After the Unexpected: Ontario Midwifery Clients’ Experiences of Postpartum Hemorrhage


Jenna Robertson, MA, RM, Sophia Kehler, BA, Anna Meuser, MPH, Tasha MacDonald, MHSc, RM, Jenny Gilbert, MA, and Suzannah Bennett, MHSc



Background: The incidence of postpartum hemorrhage (PPH) varies worldwide. While there is abundant research to guide midwifery practice regarding the acute clinical management of PPH, there is less known about the psychological needs of clients and families following significant blood loss during birth, and no relevant research conducted in a Canadian setting.

Methods: Analysis of qualitative data was conducted based on data from two focus groups and two online surveys with participants who had received midwifery care during at least one pregnancy and had experienced at least one PPH.
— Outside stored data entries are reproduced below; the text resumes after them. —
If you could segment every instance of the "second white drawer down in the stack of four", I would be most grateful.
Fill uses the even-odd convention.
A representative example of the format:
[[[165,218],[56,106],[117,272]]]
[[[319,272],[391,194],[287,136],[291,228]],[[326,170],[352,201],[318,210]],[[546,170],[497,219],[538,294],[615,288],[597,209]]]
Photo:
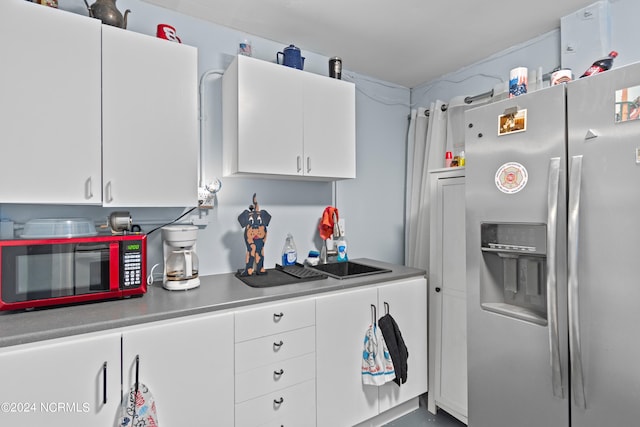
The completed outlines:
[[[236,373],[315,351],[315,326],[240,342],[236,344]]]

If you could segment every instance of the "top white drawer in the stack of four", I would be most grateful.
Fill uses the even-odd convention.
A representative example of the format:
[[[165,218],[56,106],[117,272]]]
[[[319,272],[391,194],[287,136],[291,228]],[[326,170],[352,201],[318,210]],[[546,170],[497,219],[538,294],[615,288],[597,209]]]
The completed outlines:
[[[236,342],[315,325],[313,299],[271,304],[236,313]]]

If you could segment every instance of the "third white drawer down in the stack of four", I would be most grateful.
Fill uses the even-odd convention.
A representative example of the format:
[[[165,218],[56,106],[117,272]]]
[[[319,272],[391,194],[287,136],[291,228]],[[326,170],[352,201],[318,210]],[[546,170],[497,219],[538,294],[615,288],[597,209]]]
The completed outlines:
[[[309,353],[236,374],[236,403],[299,384],[316,376],[316,354]]]

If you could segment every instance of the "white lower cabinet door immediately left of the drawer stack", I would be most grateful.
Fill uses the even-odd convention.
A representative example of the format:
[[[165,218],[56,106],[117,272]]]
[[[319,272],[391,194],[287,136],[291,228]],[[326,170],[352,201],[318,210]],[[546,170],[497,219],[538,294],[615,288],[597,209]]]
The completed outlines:
[[[138,378],[153,395],[159,425],[233,425],[233,313],[125,330],[125,393],[136,381],[137,356]]]

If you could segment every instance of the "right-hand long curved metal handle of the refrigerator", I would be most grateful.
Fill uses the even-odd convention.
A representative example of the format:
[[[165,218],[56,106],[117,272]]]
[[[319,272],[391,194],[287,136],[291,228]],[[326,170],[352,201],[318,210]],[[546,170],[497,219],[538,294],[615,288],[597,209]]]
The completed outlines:
[[[582,156],[571,157],[569,169],[569,222],[568,245],[568,302],[569,302],[569,361],[571,363],[571,390],[576,406],[585,409],[582,371],[582,346],[580,344],[580,310],[578,294],[578,231],[580,228],[580,186],[582,180]]]

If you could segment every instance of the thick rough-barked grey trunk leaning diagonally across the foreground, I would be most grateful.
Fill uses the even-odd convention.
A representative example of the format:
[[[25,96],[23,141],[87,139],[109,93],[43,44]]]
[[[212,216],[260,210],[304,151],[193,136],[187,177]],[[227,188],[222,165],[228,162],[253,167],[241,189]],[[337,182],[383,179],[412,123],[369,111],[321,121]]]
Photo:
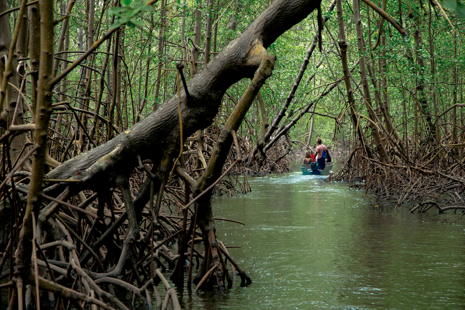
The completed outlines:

Objective: The goal of this research was to describe the experiences of midwifery clients in Ontario who had suffered a PPH and to compare those findings to what is documented in existing literature.

Findings: This study found a range of physical and emotional responses to the experience of PPH, ranging from no effect to short- or longer-term psychological trauma, which is consistent with a small but growing body of international studies. While the risk of delayed lactogenesis increases with PPH, most participants in this study reported no breastfeeding concerns. This study is unique in reporting on creative strategies families developed to cope with PPH.

Conclusion: Overall, midwifery clients reported feeling well informed by their midwives during an emergency, which translated to positive feelings of control and autonomy. Informed choice, continuity of care, and regular postpartum follow-up were all cited as factors contributing to a positive experience of an adverse event.


postpartum hemorrhage, postpartum hemorrhage psychology, midwifery, postpartum period psychology, stress disorders, post-traumatic, breastfeeding


This article has been peer reviewed.